Are You Headed for a "Sleep Divorce"?

a man and woman lying in bed
A "Sleep Divorce" Might Improve Your RelationshipRetro AdArchives/Alamy


"Hearst Magazines and Yahoo may earn commission or revenue on some items through these links."

Getting a great night of sleep is easier said than done. Whether you're wrangling your kids together, pulling an all-nighter for work, or stressing about something outside of your control, there are so many factors chipping away at the quality of sleep we need to lead healthy lives. But when this lack of sleep is coupled with sleeping on the couch to avoid your partner's obsession with keeping the television blaring all night or their constant tossing and turning, setting healthy sleeping habits is nearly impossible.
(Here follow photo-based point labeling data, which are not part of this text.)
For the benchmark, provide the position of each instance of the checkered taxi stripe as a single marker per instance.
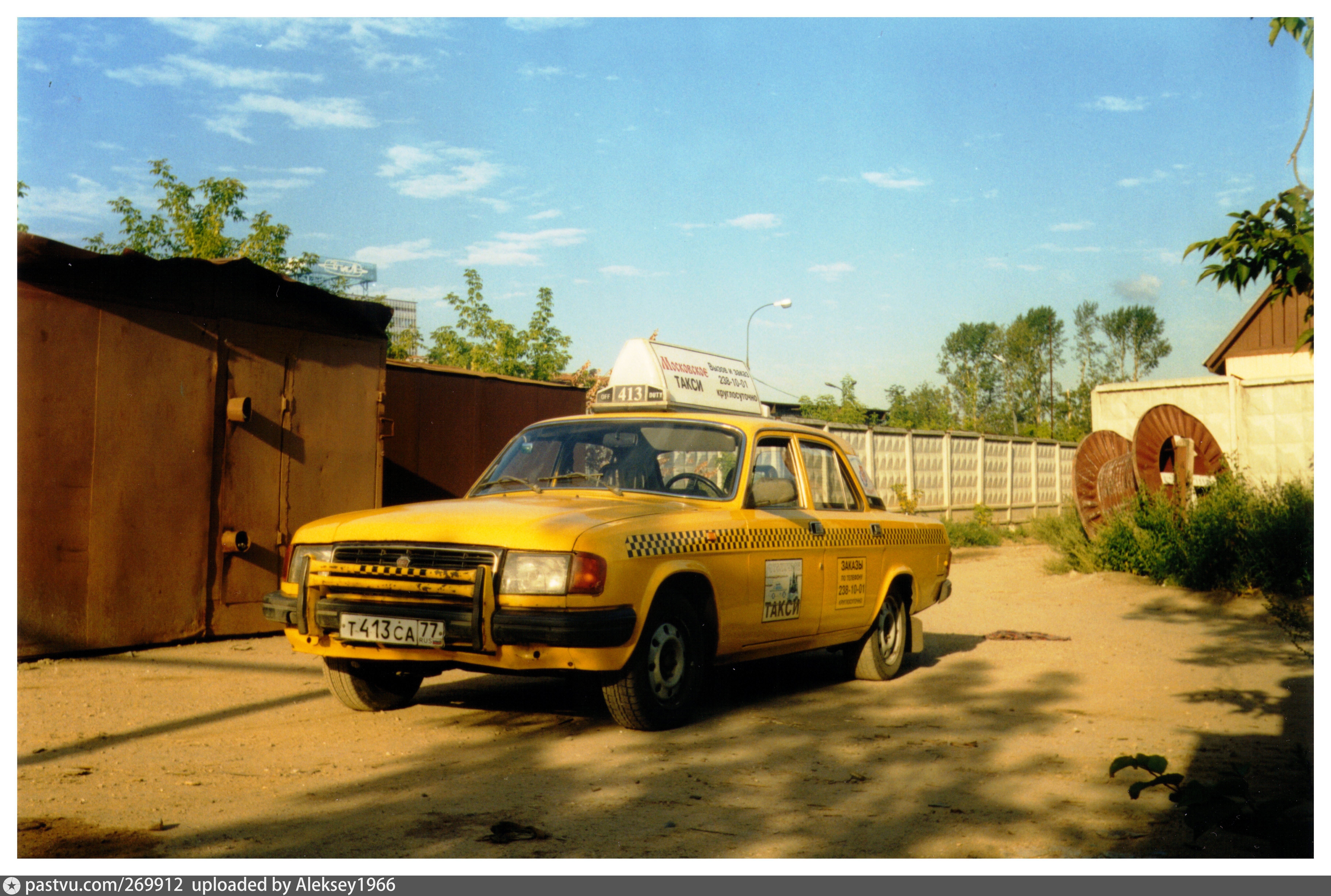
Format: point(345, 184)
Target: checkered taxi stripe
point(739, 540)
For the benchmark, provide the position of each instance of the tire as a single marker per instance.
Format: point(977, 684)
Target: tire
point(659, 686)
point(371, 686)
point(884, 649)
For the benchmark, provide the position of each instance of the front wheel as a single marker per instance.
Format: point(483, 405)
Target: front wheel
point(368, 685)
point(884, 649)
point(658, 689)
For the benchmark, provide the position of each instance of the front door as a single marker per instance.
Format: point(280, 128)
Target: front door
point(786, 582)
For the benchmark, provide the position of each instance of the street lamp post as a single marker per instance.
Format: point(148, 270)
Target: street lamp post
point(784, 303)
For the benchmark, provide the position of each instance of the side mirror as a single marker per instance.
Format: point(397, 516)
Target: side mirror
point(765, 493)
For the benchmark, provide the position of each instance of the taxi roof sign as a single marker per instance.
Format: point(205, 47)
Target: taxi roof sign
point(657, 376)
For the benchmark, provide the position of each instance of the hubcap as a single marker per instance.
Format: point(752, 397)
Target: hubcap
point(666, 661)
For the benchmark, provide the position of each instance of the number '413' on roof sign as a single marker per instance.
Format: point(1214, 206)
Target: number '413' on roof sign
point(657, 376)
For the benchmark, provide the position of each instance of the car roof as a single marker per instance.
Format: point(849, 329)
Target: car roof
point(750, 424)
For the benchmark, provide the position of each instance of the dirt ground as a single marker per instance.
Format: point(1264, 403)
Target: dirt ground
point(980, 749)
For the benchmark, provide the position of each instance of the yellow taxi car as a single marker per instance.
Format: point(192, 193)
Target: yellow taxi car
point(646, 542)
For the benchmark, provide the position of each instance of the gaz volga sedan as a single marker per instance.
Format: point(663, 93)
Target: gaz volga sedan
point(642, 548)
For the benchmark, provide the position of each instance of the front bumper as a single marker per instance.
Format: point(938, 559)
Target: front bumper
point(609, 628)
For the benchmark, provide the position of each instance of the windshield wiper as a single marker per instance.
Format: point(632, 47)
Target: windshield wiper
point(580, 474)
point(506, 480)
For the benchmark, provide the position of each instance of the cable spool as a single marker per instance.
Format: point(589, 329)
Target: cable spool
point(1100, 457)
point(1155, 444)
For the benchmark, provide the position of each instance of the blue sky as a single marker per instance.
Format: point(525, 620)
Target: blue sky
point(892, 178)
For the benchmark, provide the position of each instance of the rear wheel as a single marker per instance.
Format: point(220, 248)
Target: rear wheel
point(884, 649)
point(369, 685)
point(658, 689)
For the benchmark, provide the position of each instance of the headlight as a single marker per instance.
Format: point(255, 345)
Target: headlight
point(577, 573)
point(536, 574)
point(301, 554)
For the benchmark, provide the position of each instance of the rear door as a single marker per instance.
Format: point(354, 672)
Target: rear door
point(852, 562)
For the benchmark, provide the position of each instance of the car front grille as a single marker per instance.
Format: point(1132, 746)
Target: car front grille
point(420, 557)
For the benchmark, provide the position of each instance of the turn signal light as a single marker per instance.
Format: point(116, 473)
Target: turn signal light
point(588, 574)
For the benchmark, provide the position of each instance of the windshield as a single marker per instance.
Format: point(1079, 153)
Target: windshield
point(666, 457)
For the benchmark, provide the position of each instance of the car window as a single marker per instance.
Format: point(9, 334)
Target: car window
point(678, 459)
point(830, 482)
point(775, 460)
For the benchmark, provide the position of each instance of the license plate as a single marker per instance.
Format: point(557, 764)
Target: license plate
point(383, 630)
If your partner's snore is stronger than your white noise machine or you wake up freezing in the night due to a thermostat war, you might be well overdue for a sleep divorce—hear us out. Relationships are a lot of work, but your sleep routine doesn't have to be. In the past few years, sleep divorce has risen in popularity as a solve for sleep-deprived couples. (Cameron Diaz even gave the trend her endorsement!) Picture it: No more yanking the blanket back to your side or waking up in a pool of sweat because your partner radiates body heat like they're a space heater.

We spoke to clinical psychologist, Dr. Michael Breus Ph.D. (also known as The Sleep Doctor), and Dr. Rebecca Robbins, scientist and instructor in medicine at Harvard Medical School, to learn about the pros and cons of a sleep divorce.

What Is a Sleep Divorce?

As intimidating as it sounds, sleep divorce doesn't require any paperwork. It's an arrangement between couples to sleep apart to improve their sleep hygiene, which helps their relationship in the long run. Couples either sleep in separate beds, rooms, or adhere to a different sleep schedule. It could very much be that you're cranky because your partner actually put you on the wrong side of the bed!

For couples thrown off by the name, maybe avoid using divorce when discussing it with your partner. "I really don't like this term. It implies that when people are sleeping in separate bedrooms that it is somehow affecting or saying something about their relationship," Breus says.

Robbins agrees that sensitivity on the topic is needed as every call for sleep divorce is by case. "If two individuals in a couple simply prefer sleeping separately, my colleague, Dr. Wendy Troxel has called for avoiding the term 'sleep divorce,' which is unfortunately extremely pejorative and can marginalize those that truly need to sleep separately."

Pros and Cons of Sleep Divorce

The Centers for Disease Control and Prevention recommends adults 18 through 64 receive seven to nine hours of sleep per night. Though there are various conditions we can't control to improve our sleep, it's worth looking into practices that can, including sleeping separately from your partner.

Robbins makes a case for a few reasons to try a sleep divorce: "For instance, in some relationships, one partner might be an owl while the other a lark, causing severe difficulties in aligning on the same bed and wake schedule. Another instance is in the case of one partner having a sleep disorder, such as sleep apnea or REM sleep behavior disorder, which can be disruptive to a partner."

Although the scenarios above might make getting quality sleep difficult, there are also benefits to sleeping with your partner. In one study, researchers found that partnered women demonstrated improved sleep quality and continuity of sleep compared to unpartnered women. There wasn't a correlation between marital status and sleep, but people in longer-term relationships showed better sleep outcomes than those in shorter-term relationships. Ultimately, the study found that long-term, stable relationships offer the best health and sleep outcomes.

According to Robbins, this is in part because relationships help partners manage stress. Many couples catch up after a long day in bed, with partners acting as a sounding board or a shoulder to cry on. Another study hypothesizes that oxytocin could be a potential neurobiological factor linking close relationships with sleep and ultimately health for both individuals in the relationship. "Given that oxytocin can be released from kissing, hugging, and from sexual intimacy, it could be that the reason those in long-term relationships demonstrate better sleep and health outcomes has to do with this essential hormone," Robbins says.

Signs You Should Try a Sleep Divorce

Everyone deserves a night of sweet, deep REM sleep. There are tons of tricks to sleeping better, from redesigning the room to using a sleep aid app, but if you tried everything and still end up wincing at the bags under your eyes, sleep divorce may be the solution.

"This is a great idea especially when we have couples where one person is snoring which keeps the other awake, or if one person is a shift worker, who has different hours, or people who have different chronotypes, where their genetically predetermined bedtime is different," Breus says.

It's important to do what works best for your relationship and workshop solutions even if it's not common among the other couples you may know. "No one says that you need to sleep apart seven days a week. Some couples will sleep apart five days a week, and then together on the weekends," Breus states. As long you prioritize love and agree on a plan, the experts say you should feel comfortable hitting snooze in peace.